Abbas heads the Civil Progress Alliance Pakistan (CPAP).
"We received a call from Samar on Tuesday," his brother Ashar Abbas told The Express Tribune. "He informed us that he has been released."
Ashar said the family had seen and talked to Samar through a video call but were unaware of his current whereabouts. "He told us he is safe and will soon return home."
Earlier, Talib Abbas, a member of CPAP confirmed to The Express Tribune that Samar had safely returned.
However, Rashid Rizvi of the Shia missing persons release committee claimed unidentified persons left a blindfolded Abbas near Karachi's Sohrab Goth. “He returned home himself,” he said. “He is mentally and physically exhausted.”
But Ashar rejected these claims.
A Karachi native, Abbas went missing under mysterious circumstances from Islamabad when a wave of ‘disappearances’ of social media activists hit Pakistan with Waqas Goraya and Asim Saeed disappearing from Lahore on January 4; Salman Haider vanishing from the capital on January 6 and Ahmed Raza Naseer disappearing from Sheikhupura on January 7.

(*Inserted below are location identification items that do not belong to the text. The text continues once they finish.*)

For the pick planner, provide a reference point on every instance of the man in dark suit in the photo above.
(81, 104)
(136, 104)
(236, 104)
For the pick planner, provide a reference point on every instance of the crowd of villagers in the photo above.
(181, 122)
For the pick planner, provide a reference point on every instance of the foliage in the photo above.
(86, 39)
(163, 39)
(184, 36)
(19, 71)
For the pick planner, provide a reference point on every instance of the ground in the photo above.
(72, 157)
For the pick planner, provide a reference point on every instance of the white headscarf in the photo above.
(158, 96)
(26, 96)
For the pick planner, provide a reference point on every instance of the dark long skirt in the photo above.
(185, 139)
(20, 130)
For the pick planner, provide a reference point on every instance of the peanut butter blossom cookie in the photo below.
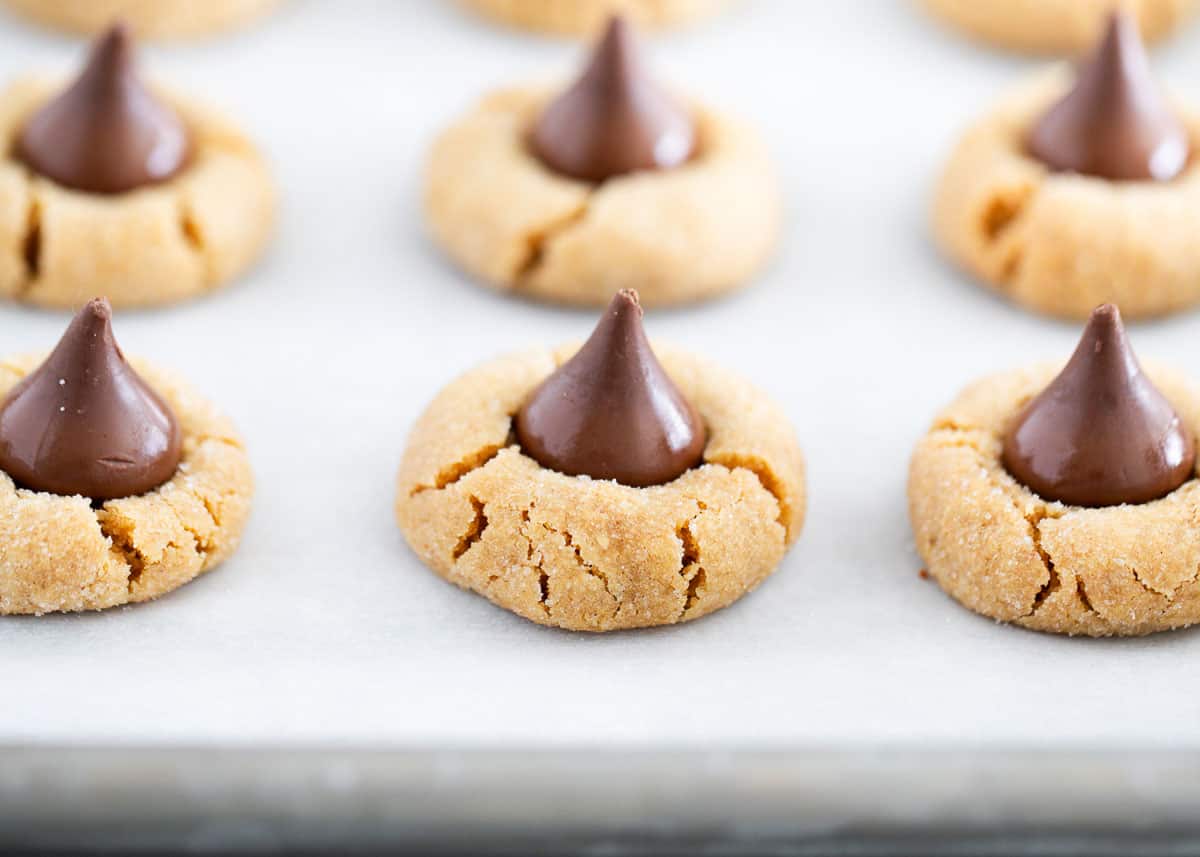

While, Goraya, Saeed, Naseer and Haider returned home safely by the end of the month, Abbas remained missing for more than a year.
Following Abbas’s disappearance, his brother-in-law had revealed that Abbas had been in touch with his family until the night of January 6 last year before his phone was switched off.
He said one of Abbas' acquaintances, who was with him in Islamabad told the family that the activist left his place, saying he would come soon after completing some work.
Subsequently, police had registered a case of kidnapping but officials remained tight-lipped over the matter since.